Documentation is something that gets misunderstood a lot IMO.
Sharing my thoughts on the topic (applies to Data and beyond)
Its Objective: Context & Clarity
In more details, you want to make sure that the future readers/users (yourself included!) of the model/transformations/query/code/etc will understand what has been done without the need to come back to you and ask you to understand why and what you did before.
Its Flavours: More diverse that what we might think
A couple of ones I consciously consider:
- Code -> Your code should be as self-explanatory as possible. Write clear simple code, not a clever one!
- Naming -> helpful intuitive naming (for files, datasets, data models, columns…)
- Comments -> Additional comments in the code (if a comment is confusing or too complex/long, it backfires)

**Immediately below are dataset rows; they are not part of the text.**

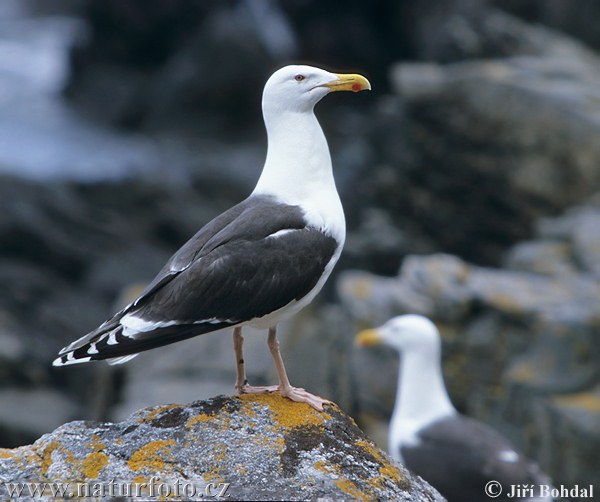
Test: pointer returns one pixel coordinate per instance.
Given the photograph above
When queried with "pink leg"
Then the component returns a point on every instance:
(286, 390)
(241, 383)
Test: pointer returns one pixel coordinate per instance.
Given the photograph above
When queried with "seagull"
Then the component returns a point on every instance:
(256, 264)
(458, 455)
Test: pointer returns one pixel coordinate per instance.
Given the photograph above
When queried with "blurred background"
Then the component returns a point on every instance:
(469, 176)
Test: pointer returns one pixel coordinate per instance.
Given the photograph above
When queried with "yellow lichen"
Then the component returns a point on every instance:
(386, 470)
(202, 417)
(157, 411)
(93, 464)
(151, 456)
(140, 480)
(349, 488)
(46, 455)
(288, 414)
(589, 401)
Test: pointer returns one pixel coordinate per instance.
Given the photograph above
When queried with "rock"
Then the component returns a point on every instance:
(20, 417)
(260, 447)
(520, 343)
(451, 164)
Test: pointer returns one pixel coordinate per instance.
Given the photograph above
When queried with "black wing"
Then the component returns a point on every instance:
(459, 455)
(250, 261)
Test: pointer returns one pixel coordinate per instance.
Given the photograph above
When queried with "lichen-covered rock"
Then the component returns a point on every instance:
(256, 447)
(521, 345)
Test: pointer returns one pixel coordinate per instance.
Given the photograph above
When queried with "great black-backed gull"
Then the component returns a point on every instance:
(258, 263)
(464, 459)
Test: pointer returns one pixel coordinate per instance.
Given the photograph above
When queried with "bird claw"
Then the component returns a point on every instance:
(249, 389)
(302, 396)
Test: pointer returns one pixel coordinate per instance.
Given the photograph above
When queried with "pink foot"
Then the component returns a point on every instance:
(249, 389)
(302, 396)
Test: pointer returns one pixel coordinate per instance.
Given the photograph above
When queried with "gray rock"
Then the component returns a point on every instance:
(254, 447)
(26, 414)
(484, 148)
(520, 344)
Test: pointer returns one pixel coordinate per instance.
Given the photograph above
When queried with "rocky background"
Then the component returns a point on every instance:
(470, 178)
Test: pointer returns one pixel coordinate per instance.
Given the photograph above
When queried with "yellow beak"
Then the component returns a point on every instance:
(367, 338)
(349, 82)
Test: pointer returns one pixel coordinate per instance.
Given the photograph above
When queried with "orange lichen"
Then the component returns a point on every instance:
(286, 413)
(589, 401)
(157, 411)
(349, 488)
(46, 455)
(202, 417)
(386, 470)
(93, 464)
(151, 456)
(139, 480)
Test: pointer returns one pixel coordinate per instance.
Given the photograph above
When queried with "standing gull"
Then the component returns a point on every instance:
(256, 264)
(458, 455)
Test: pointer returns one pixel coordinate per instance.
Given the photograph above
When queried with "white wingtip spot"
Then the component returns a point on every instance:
(508, 456)
(120, 360)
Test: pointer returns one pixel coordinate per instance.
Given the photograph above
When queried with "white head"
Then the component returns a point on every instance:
(300, 87)
(405, 333)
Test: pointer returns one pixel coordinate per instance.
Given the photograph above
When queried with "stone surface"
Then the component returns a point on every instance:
(521, 346)
(467, 155)
(263, 447)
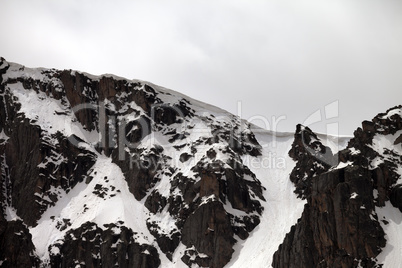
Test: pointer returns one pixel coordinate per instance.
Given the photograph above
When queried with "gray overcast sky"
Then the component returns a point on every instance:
(278, 58)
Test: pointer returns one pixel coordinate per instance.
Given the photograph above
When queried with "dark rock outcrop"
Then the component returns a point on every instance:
(92, 246)
(339, 226)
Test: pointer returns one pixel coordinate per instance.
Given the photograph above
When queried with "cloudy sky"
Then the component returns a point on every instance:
(277, 63)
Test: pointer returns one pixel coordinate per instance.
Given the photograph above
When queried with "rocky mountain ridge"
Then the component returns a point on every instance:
(102, 171)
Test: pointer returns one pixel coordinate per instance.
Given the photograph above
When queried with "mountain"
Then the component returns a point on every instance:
(103, 171)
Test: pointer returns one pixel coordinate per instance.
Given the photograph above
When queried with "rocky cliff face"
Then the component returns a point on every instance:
(101, 171)
(75, 150)
(339, 226)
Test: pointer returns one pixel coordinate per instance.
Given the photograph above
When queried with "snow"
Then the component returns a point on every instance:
(342, 165)
(391, 255)
(50, 114)
(392, 112)
(3, 137)
(110, 209)
(353, 195)
(281, 209)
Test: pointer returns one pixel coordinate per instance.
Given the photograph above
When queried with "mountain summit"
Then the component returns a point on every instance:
(102, 171)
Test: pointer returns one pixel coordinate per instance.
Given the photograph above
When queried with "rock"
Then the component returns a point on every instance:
(208, 229)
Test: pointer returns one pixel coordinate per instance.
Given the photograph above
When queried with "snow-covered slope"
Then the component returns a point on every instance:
(103, 171)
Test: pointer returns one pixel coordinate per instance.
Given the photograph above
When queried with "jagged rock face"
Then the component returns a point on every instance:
(312, 158)
(339, 226)
(92, 246)
(165, 171)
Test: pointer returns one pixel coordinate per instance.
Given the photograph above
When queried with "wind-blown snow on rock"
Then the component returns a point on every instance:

- Testing -> Testing helps the user understand the structure and data of the model (like uniqueness testing help understanding the granularity)
- Documentation files in codebase (as needed) -> if the naming makes things self-explanatory, this becomes the place for more context, like business context
- Documentation outside codebase (like in confluence) -> Mostly for more complex contextual subjects like documenting the business use case of an ML model, reporting pipeline, architecture, complex data source, etc…
Ultimately, one needs to I ask oneself:
Will the next reader face friction with what I am creating ?
If the answer is yes, simplify further and document better!